Gosto, contudo, de imaginá-la sem o que está no último parágrafo. A velhinha
teve uma sensação, e esta sensação, junto à do homem, em ser acusado, não
precisa da explicação que recebe, depois. O homem, afinal, a roubou ou não? E
se a roubou, porque se envergonhou? Talvez ele não a tenha roubado, a velhinha
foi que esqueceu o relógio em casa, ou não se lembra de tê-lo guardado na
bolsa. Ou então ele a roubou, mesmo. Ladrões também se envergonham. Será que se
envergonham? Estas perguntas ficariam em aberto, para o leitor que gosta ao
menos um pouco de perguntas, e não se apressa em respondê-las, ou não se fixa na
primeira resposta a que chega. A sensação da velhinha pode ser uma porção de
coisas entre a dor e o prazer, bem como a do homem pode ser mais complexa do
que pensamos.
Esta cena é um instantâneo, e como tal, sugere
ser lida desconectada da realidade e de explicações corriqueiras. Sem o último
parágrafo, o caráter do instantâneo, que é o de ser fugaz e recortado, como uma
polaroid, soluções como “o homem a roubou, e é mais sem-vergonha, ainda, por
estar envergonhado”, ou “a mulher está doida e se enganou. Olha a vergonha do
homem!”, ou, ainda, “alguém a acariciou, talvez uma mosca, talvez o homem”, podem
igualmente valer. A história pode ganhar muitos sentidos. Também podemos
completá-la de muitos jeitos, depois que a velhinha se sentou e as pessoas
cochicharam. Nossa imaginação, assim, pode voar, e os personagens ganharem
características completamente modificáveis.

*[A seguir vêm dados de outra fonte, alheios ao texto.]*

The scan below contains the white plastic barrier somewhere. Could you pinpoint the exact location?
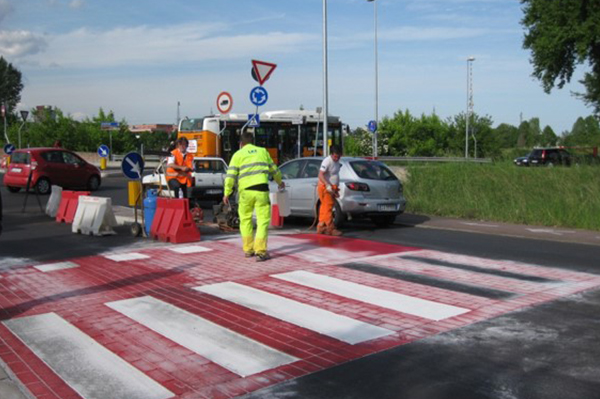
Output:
[46,186,62,218]
[269,190,292,217]
[73,195,117,236]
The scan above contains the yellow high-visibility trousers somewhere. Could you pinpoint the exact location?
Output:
[238,190,271,254]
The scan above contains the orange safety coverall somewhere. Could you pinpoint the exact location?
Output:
[317,182,337,226]
[165,149,194,187]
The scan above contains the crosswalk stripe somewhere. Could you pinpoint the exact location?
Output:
[271,270,470,321]
[104,252,150,262]
[106,296,299,377]
[3,313,175,399]
[168,245,212,254]
[34,262,79,273]
[194,282,394,345]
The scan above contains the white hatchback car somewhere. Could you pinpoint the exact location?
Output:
[270,157,406,227]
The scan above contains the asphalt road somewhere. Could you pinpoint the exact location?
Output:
[0,177,600,399]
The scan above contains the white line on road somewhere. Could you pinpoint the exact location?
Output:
[3,313,174,399]
[271,270,470,321]
[194,282,394,345]
[106,296,299,377]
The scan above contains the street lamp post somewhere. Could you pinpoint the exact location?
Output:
[465,56,475,158]
[323,0,329,157]
[367,0,379,158]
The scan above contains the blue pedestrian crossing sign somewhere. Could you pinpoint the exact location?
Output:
[248,114,260,127]
[250,86,269,107]
[369,121,377,133]
[98,144,110,158]
[121,152,144,180]
[4,143,16,155]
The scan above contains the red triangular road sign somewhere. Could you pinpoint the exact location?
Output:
[252,60,277,86]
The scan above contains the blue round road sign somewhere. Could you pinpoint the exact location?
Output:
[369,121,377,133]
[4,143,16,155]
[98,144,110,158]
[121,152,144,180]
[250,86,269,107]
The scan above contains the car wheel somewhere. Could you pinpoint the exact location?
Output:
[87,176,100,191]
[35,177,52,195]
[371,215,396,227]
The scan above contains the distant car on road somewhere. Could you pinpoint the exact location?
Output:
[142,157,227,200]
[270,157,406,230]
[513,147,572,166]
[4,148,102,195]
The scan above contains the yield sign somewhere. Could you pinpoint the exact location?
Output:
[252,60,277,86]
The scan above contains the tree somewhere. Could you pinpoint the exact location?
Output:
[521,0,600,117]
[0,56,23,112]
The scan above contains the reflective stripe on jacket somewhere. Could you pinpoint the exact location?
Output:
[165,149,194,187]
[225,144,281,196]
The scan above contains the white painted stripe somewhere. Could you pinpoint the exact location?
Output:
[271,270,470,321]
[169,245,212,254]
[104,252,150,262]
[34,262,79,273]
[194,282,394,345]
[106,296,299,377]
[3,313,175,399]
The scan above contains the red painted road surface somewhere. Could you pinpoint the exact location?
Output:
[0,235,600,399]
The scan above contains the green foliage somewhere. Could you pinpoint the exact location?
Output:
[404,162,600,230]
[521,0,600,117]
[0,56,23,113]
[563,116,600,147]
[2,109,169,154]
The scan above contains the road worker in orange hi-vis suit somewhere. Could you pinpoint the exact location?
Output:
[317,146,342,236]
[165,137,194,198]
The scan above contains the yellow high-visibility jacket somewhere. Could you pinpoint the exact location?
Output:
[225,144,281,196]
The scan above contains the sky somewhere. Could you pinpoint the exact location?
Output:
[0,0,592,134]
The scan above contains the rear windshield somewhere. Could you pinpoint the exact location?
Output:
[350,161,398,180]
[10,152,31,165]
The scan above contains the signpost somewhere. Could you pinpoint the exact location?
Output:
[121,152,144,180]
[250,86,269,107]
[217,91,233,114]
[100,122,119,161]
[4,143,16,155]
[248,114,260,127]
[369,121,377,133]
[98,144,110,170]
[252,60,277,86]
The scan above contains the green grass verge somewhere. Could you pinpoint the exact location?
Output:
[404,163,600,230]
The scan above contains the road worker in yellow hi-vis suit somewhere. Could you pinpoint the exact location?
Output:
[223,132,285,262]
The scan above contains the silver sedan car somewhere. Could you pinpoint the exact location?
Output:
[270,157,406,227]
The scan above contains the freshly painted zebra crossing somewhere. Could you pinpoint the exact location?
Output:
[0,235,600,399]
[194,282,394,345]
[4,313,174,399]
[106,296,298,377]
[273,270,469,321]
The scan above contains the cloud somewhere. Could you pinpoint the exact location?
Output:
[380,27,489,42]
[18,24,319,69]
[0,0,14,22]
[69,0,85,9]
[0,30,48,58]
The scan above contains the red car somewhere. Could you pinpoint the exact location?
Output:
[4,148,102,194]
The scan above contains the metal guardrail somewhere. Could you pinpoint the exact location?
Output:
[377,157,493,163]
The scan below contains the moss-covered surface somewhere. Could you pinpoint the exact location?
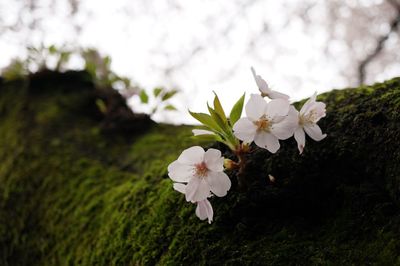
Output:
[0,73,400,265]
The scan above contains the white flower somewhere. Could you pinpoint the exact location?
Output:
[168,146,231,202]
[294,93,326,154]
[251,67,289,100]
[233,94,298,153]
[174,183,214,224]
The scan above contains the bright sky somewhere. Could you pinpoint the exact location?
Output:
[0,0,400,123]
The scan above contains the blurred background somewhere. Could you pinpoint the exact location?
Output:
[0,0,400,123]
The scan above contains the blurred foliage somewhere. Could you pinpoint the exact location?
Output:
[139,87,179,115]
[0,73,400,266]
[1,44,178,115]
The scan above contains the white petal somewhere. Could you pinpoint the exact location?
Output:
[294,127,306,154]
[304,124,326,141]
[204,149,224,172]
[251,67,270,94]
[271,106,299,139]
[265,99,290,119]
[196,199,214,224]
[233,117,257,143]
[246,94,267,121]
[207,172,231,197]
[178,146,204,165]
[168,161,194,182]
[267,90,289,100]
[192,129,214,136]
[185,177,210,202]
[254,132,280,153]
[174,183,186,194]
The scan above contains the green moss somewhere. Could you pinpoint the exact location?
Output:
[0,73,400,265]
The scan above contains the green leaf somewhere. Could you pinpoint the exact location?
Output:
[48,45,57,54]
[189,111,221,132]
[229,93,245,126]
[164,104,176,111]
[139,90,149,103]
[214,91,226,122]
[153,88,164,97]
[161,90,178,101]
[207,103,231,135]
[96,99,107,114]
[191,134,222,142]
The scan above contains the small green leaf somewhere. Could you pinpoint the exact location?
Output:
[153,88,164,97]
[207,103,231,136]
[189,111,221,132]
[139,90,149,103]
[48,45,57,54]
[229,94,245,126]
[164,104,176,111]
[96,99,107,114]
[214,92,226,122]
[191,134,222,142]
[161,90,178,101]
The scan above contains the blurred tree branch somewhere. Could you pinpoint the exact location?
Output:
[358,0,400,85]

Além disso, se homens roubam velhinhas, isso
pode não ter acontecido desta vez. Você acreditaria nisso, se não tivesse lido
o último parágrafo? Não vai acreditar, a pessoa que pegar a informação geral,
um fato que considera corriqueiro, e aplicar nesta situação. Para essa pessoa,
toda vez que um homem esbarra numa velhinha, na muvuva de um ônibus, dá em
roubo. A realidade é tão conhecida dessa pessoa, e tão desprovida de imaginação
e imodificável, que todo instantâneo só faz reiterá-la, toda pizza tem o mesmo sabor,
todo fato o mesmo sentido, todo sexo o mesmo gozo.
Gosto de pensar no homem beliscando o braço da
velhinha, do nada, e ela se arrepiando, e depois ficando puta e tirando satisfação.
E o homem avermelhando de raiva, do estardalhaço da velhinha. Na minha
história, ele achou certo beliscá-la, vai entender! Sem o último parágrafo, fica
mais fácil para redescrevermos sempre as pessoas, as cenas e as realidades.
Na cidade, somos sempre assaltados. Por sensações.
Na cidade, somos sempre assaltados. Por sensações.